Hani İç Anadolu’nun karında kışında yavrusunu soğuk gecenin ayazından korumak için sinesine basan kadının hakkı?
Nerede, yazın kuru sıcağında, ovalarda, dağlarda gözü yaşlı yavrusuna bir lokma götürmek için tırnağını toprağa saplayan ananın hakları?
Nerede kadına, ana yüreği ile yar duygusu ile kardeş sıcaklığı ile bakan, yürekten kadın savunucuları?
 
Nerde kaldı Cudi dağlarında yavrusunu bırakan yiğit şehit anasının hakları?
 
Benim için kadın, Allah’ın mukaddes bir emanetidir. İşte o emanetin saçının telinin kopmasına bile rıza gösteremem. Ama bugün kadın hakları adı altında, feminizm safsatası ile kadınlarımız sömürülmekte, vücutları pazarlanmakta, adi bir meta imiş gibi reklam aracı olarak kullanılmaktadır. Bu anlayışı şiddetle reddediyor ve kınıyorum.

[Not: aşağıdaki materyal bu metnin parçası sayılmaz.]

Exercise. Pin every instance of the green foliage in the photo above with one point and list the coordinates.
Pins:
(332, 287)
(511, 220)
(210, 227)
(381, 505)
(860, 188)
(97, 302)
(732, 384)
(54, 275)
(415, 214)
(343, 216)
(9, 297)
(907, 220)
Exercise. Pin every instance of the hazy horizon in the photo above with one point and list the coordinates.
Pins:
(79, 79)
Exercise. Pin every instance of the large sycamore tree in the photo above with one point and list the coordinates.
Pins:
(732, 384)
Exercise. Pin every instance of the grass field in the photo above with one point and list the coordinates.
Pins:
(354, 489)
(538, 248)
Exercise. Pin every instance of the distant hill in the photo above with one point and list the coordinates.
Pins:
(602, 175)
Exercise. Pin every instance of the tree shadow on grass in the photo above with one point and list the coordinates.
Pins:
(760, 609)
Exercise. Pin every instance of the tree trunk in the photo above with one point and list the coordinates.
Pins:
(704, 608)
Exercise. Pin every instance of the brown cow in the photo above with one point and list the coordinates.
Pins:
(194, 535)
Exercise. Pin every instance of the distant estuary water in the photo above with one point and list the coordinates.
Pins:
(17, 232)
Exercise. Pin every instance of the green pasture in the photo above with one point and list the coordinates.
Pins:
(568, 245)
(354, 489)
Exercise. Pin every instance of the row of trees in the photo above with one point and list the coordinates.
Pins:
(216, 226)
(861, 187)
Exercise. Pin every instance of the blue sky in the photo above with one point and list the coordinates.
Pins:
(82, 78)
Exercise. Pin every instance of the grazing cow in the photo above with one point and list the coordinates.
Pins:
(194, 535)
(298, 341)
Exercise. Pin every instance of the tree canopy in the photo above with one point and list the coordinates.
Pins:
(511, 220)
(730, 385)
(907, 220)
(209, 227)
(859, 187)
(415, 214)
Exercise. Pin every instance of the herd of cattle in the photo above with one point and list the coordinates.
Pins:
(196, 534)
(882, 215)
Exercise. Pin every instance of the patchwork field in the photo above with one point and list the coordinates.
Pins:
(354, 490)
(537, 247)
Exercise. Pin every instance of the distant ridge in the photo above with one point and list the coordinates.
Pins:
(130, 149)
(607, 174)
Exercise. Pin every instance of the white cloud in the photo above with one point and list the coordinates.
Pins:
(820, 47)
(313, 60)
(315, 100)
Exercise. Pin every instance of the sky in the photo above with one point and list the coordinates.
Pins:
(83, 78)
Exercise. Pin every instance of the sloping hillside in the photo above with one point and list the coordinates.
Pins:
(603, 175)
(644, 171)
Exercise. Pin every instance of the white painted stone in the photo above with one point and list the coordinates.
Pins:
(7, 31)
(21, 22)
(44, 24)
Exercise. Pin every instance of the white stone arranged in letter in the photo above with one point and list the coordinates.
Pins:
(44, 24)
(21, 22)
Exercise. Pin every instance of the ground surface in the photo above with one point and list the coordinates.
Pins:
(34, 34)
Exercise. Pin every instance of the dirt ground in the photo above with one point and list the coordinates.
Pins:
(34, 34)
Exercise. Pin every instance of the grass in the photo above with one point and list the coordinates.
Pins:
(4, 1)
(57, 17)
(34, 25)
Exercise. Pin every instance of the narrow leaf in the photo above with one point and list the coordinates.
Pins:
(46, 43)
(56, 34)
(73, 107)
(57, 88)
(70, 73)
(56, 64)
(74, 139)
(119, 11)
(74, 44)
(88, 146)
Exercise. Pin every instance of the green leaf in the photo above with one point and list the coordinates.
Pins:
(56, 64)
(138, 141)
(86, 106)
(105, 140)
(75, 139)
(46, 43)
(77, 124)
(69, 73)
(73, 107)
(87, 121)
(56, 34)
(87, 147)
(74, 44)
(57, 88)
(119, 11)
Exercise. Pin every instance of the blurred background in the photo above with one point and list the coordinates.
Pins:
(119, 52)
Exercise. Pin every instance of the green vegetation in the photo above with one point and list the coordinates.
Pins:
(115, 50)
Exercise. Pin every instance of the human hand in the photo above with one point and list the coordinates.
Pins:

Benim için kadın yüreği merhamet dolu bir ana, Aziziye tabyalarında kahramanlık timsali Nene Hatun, İstiklal Harbindeki Elif’in Kağnısı ile Cepheye mermi taşıyan bir abide, sevdayı en kutsal manası ile anlayıp yalnızca eşi ile yaşayan kutlu bir yardır.
Kadın, Hakan’ın sağ yanında töreli bir duruş, düşmana karşı savaşan bir asker, Efendilerin Efendisi(SAV) için yollara düşen Sümeyye, evladını şefkat ve merhameti ile sarmalayıp ak sütü ile büyüten anadır.
Ben kadını, ayaklarının altına cennet serilmiş bir cennet yolcusu olarak bildim ve bilirim.